Ayer también interioricé el cántico que reinaba en toda Paiporta. “A poc a poc” era el mantra que se repetía cada pocos minutos en la calle Nou d’octubre —una de tantas—. Una fecha que, paradójicamente, celebra el día de la Comunidad Valenciana y que todavía se podía leer en una placa manchada por el barro.
Sentí orgullo al ver que mis amigos son capaces de andar cuatro kilómetros cargados con botas de agua para una familia que ni siquiera conocen. O que un chico que lo ha perdido todo no duda ni un segundo en ayudarte a encontrar una dirección porque sabe que te has perdido en ese escenario que dista mucho de lo que antes era su pueblo.
Ayer también acepté —sin culpa— que las risas no solo están permitidas, sino que son necesarias. Y que las nuevas generaciones no son de cristal, sino de hierro.
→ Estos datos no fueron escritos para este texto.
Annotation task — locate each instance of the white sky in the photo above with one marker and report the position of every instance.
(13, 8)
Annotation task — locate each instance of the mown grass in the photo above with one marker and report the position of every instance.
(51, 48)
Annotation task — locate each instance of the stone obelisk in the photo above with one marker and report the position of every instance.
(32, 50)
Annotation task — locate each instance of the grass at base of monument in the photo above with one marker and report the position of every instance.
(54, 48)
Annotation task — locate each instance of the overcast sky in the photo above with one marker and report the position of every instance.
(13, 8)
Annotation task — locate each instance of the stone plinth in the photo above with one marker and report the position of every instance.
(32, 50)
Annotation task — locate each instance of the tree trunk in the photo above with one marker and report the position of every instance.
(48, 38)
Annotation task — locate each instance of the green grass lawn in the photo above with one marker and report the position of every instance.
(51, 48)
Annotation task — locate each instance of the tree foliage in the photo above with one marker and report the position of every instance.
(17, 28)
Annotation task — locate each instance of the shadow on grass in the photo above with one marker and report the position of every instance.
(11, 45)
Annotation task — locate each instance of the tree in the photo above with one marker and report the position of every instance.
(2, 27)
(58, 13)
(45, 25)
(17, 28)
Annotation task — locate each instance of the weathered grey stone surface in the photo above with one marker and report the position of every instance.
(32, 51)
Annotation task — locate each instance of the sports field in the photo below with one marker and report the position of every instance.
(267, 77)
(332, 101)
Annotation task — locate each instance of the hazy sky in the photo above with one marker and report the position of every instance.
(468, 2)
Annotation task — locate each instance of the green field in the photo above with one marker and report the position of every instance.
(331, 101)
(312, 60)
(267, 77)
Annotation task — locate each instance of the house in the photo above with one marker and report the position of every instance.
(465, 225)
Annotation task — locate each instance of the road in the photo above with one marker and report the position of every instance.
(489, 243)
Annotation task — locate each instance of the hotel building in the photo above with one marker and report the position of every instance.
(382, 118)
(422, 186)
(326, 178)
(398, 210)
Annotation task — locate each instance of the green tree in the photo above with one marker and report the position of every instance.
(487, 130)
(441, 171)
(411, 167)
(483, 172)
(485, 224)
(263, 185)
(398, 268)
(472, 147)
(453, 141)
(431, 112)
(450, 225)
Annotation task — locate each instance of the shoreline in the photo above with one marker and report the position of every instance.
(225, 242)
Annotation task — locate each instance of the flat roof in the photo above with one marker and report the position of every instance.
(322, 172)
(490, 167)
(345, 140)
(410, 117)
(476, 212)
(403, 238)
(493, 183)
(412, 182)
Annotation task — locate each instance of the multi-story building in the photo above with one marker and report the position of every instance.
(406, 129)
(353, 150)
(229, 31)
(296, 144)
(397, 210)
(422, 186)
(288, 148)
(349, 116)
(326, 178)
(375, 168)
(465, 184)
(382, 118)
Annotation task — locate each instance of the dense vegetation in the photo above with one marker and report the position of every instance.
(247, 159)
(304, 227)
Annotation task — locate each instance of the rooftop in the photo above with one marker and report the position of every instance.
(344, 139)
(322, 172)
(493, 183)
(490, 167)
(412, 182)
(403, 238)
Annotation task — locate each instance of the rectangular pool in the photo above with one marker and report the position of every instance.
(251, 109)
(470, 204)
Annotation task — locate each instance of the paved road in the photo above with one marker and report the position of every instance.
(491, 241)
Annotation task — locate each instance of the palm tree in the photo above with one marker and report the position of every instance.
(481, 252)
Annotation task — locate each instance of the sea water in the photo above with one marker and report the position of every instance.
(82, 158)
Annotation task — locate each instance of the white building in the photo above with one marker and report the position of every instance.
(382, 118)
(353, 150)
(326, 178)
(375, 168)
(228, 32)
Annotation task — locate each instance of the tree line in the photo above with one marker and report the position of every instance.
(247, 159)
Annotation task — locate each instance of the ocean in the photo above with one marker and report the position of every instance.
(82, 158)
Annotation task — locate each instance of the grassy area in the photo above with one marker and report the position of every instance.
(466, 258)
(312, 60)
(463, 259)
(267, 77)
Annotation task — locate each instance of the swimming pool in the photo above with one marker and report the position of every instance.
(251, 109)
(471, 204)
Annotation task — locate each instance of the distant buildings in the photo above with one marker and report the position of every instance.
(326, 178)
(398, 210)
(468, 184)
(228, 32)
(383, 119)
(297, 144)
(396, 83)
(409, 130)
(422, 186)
Que son capaces de arrimar el hombro y lo que haga falta por una buena causa. O que solidaridad no es solo mancharse las manos de barro. Es darte agua y un bocadillo caliente a tu vuelta, ofrecerte una manguera para limpiar tus botas o recibir un audio de esa amiga que quiere saber cómo estás o que, simplemente, te cuenta una solemne chorrada para evadirte de tu día.
Ayer aprendí muchas cosas. Cosas que no voy a olvidar nunca.